Öz Kimliğimizi Korumak Zorundayız
Öz kimliğimiz fiziki ve davranışsal özelliklerimizi ifade eden ve kim olduğumuzu tanımlayan bir kavramdır. Kendimizi nasıl değerlendirdiğimiz, diğerlerinin nazarında nasıl bir yer edindiğimiz, insanla ve eşya ile ilişkilerimizi neyin üzerine temellendirdiğimiz tamamıyla bu alana dâhildir.
Kimliğimiz bizi diğerlerinden ayıran özelliklerimizi, geleceğe dair hayallerimizi, kültürel kazanımlarımızı, insanlarla ilişki kurma biçimimizi bütünüyle yansıtan bir ayna gibidir.
Yan kimliklerimiz zamanın akışına göre değişebilir, öz kimliğimiz ise çaya rengini veren iksir gibidir, hâl ve hareketlerimizin yönünü tayin eder.

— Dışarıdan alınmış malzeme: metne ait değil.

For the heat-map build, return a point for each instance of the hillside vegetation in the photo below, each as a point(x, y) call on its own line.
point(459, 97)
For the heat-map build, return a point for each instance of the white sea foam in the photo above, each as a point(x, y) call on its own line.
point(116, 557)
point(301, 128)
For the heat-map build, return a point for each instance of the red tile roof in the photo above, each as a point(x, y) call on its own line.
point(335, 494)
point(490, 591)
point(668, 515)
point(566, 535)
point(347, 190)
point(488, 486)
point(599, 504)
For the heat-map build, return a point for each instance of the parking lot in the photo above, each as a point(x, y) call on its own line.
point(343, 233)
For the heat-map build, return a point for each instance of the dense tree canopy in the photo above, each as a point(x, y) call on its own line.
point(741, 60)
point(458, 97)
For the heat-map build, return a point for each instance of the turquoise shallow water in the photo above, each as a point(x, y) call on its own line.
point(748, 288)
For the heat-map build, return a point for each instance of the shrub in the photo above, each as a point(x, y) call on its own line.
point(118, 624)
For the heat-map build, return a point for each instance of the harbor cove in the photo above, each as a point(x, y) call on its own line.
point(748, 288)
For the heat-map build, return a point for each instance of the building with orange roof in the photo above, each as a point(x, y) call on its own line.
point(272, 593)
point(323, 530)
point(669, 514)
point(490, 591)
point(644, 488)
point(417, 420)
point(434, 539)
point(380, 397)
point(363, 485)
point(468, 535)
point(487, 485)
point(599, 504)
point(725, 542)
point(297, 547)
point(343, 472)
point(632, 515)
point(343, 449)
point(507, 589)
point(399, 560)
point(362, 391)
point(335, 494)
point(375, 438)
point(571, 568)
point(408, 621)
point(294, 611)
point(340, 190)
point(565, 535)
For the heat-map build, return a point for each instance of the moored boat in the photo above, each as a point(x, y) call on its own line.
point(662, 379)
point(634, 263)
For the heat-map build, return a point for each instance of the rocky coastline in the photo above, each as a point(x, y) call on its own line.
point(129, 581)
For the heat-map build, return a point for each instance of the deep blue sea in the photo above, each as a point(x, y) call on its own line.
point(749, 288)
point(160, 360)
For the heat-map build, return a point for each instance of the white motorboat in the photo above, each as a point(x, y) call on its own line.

Çocukluk döneminden itibaren şekillenmeye başlayan kimliklerimizi bir binaya benzetecek olursak, binanın temeli Allah’ın bahşettiği özdür, yani Müslüman kimliğimizdir ve bu öz hayatımızın her noktasında belirleyici olur. Öz kimliğimiz hayatımıza yön veren bir yol haritasıdır ve yan kimliklerimize hakemlik yapar, şekillendirir.
İnsan hayatını neyin üzerine kurmuşsa, neyi önceliyor, neyi hayatının merkezine alıyorsa dünyaya buradan bakıyor ve icra ettiği rollerini buna göre şekillendiriyor. Mümin ise niyetinde ve eyleminde Allah’ın rızasını arayan kişidir ve bu yönüyle diğerlerinden ayrılır. Rabbimiz hayatımızı öylesine muazzam bir denge üzerine kurmuş ki, besmele ile başladığımız her iş hayra dönüşüyor ve iyilikler hanesindeki yerini alıyor.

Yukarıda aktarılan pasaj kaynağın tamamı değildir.